Pour moi le débat à avoir concerne la prise de pouvoir en coalition. Quand Die Linke rentre dans une majorité à Berlin avec le SPD mais vote des privatisations essayer de sauver quelque chose, ce n’est pas ma position. Quand nos amis du PCF rentrent dans une majorité sous Jospin et votent des privatisations aussi, nous on se situe ailleurs, dans une logique de repositionnement de la gauche. On assume une longue phase de contre-pouvoir, parce que sans rapport de force dans la population, de type front populaire années trente. Il me paraît difficile de construire un front avec des fronts qui n’en sont pas. Ça, c’est une discussion qui existe dans l’ensemble des gauches européennes. Maintenant, voyons aujourd’hui où on en est en Belgique … De là à dire « c’est rigolo dans les conseils communaux »… Je crois qu’il y a une certaine avancée, avec des scores d’une gauche de gauche qui n’ont pas été réalisés depuis ‘76-’78. Donc, on avance, et je crois que c’est ça qu’il est important de souligner. Enfin, je crois qu’il faut en revenir au local.

F.S. : C’est marrant parce que Raoul Hedebouw commence à expliquer que Vega est trop local pour s’intéresser au niveau général et, quand j’y vais, il faut revenir au local. Pour 2014, nous, on ne sera pas candidat par manque de moyens, mais le PTB devrait, s’il confirme ses scores ou plus, obtenir un député. Le PTB va rentrer sur la scène politique nationale. La question qui se pose, c’est : est-ce que c’est de ça que nous avons besoin ? Sans même mes appréciations personnelles. Est-ce que le PTB est en mesure de constituer l’opposition des gauches au niveau régional ou fédéral ? Je pense que le PTB a beaucoup trop de casseroles, a une ligne effectivement trop radicale. Et je ne parle pas de sa communication, mais de ses références théoriques, qui rendent cette proposition que le PTB va représenter inoffensive, à la différence du Front de Gauche. Le PTB va obtenir deux ou trois élus, c’est bien beau, mais sera-t-il en mesure d’influencer la majorité, je ne le crois pas. Il servira peut-être d’aiguillon, le PS va peut-être se ressaisir sur quelques dossiers, d’accord. Mais le PTB représente-t-il une alternative de gouvernement ? Non.

R.H. : Ça, c’est vrai.

F.S. : Or nous avons besoin d’une alternative européenne. On doit prouver la capacité de gérer le pays autrement et dire au PS : « On vous minorise. » C’est irréaliste aujourd’hui, mais c’est ce qu’il faut viser au long terme. De plus, à titre personnel, j’ai beaucoup de mal, c’est vrai, à respecter comme interlocuteurs démocratiques des gens qui ont soutenu et soutiennent encore certaines des pires abominations du 20e siècle ! Est-ce qu’on mesure ce qu’est le génocide des Khmers Rouges, que le PTB a soutenus au point d’exclure certains membres de son administration qui étaient en remise en question ?
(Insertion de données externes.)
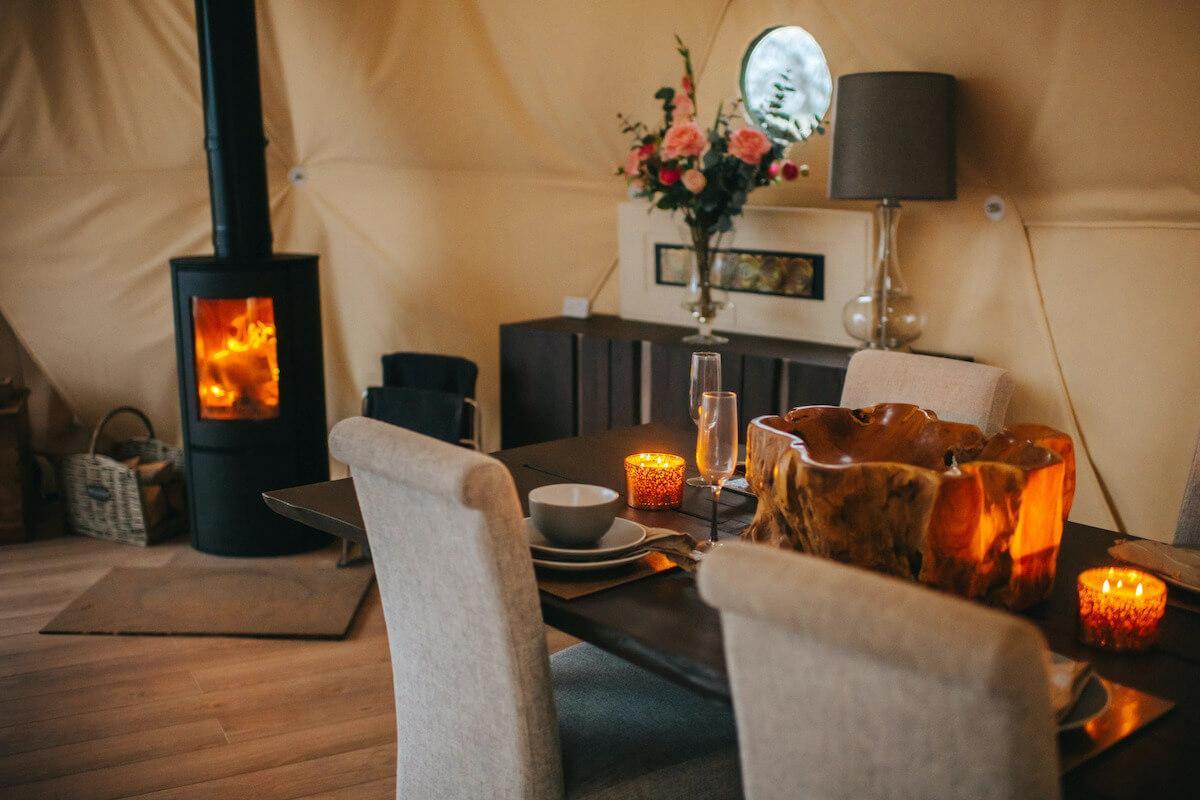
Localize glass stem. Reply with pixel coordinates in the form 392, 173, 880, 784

R.H. : Tu sais bien que c’est faux…

F.S. : J’ai dans ma bagnole le bouquin de Ludo Martens qui s’appelle De Tien an Men à Timisoara, c’est absolument limpide. Beaucoup de gens à gauche ont eu des aveuglements, Sartre même, probablement, dans les septante.

R.H. : Tu ne lui dirais pas bonjour, alors, à Sartre ?
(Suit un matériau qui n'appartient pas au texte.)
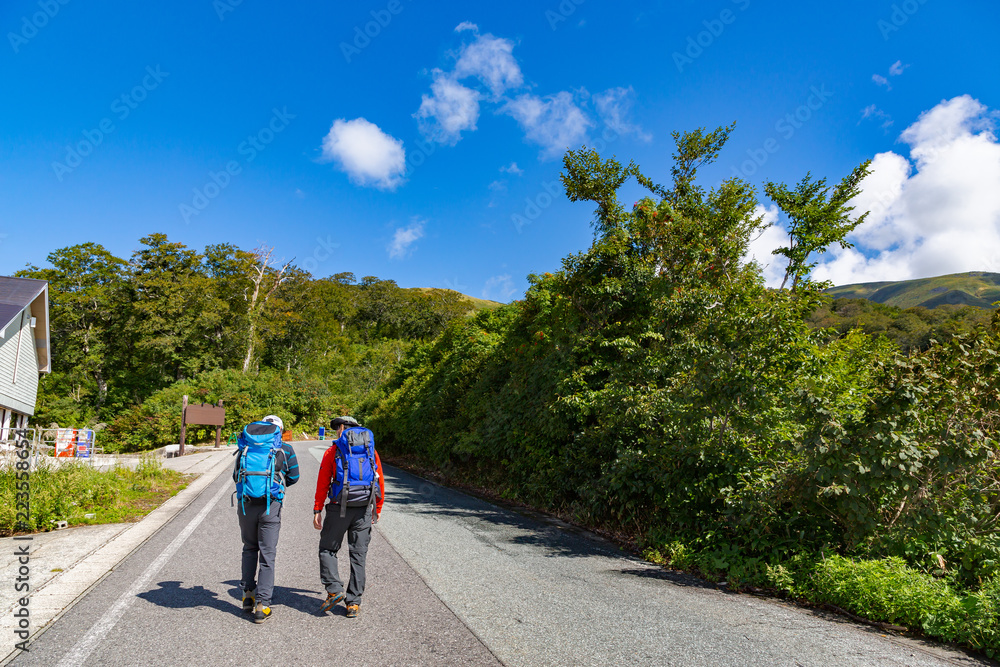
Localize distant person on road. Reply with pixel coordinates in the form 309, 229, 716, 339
313, 417, 385, 618
233, 415, 299, 623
F.S. : Sartre, à la différence, a compris et a fait amende honorable. Le jour où le journaliste communiste de l’Humanité, Alain Ruscio, rentre dans Phnom Penh, et raconte ce qui se passe, la gauche française se dit : merde, qu’est-ce qu’on a fait ? Pourquoi on a soutenu une telle abomination ? Et alors, à côté, quelques Mao, très très rares – le PTB faisant exception -, maintiennent leur ligne là-dessus.

R.H. : Tu sais bien que c’est faux.

F.S. : Les écrits sont là encore aujourd’hui.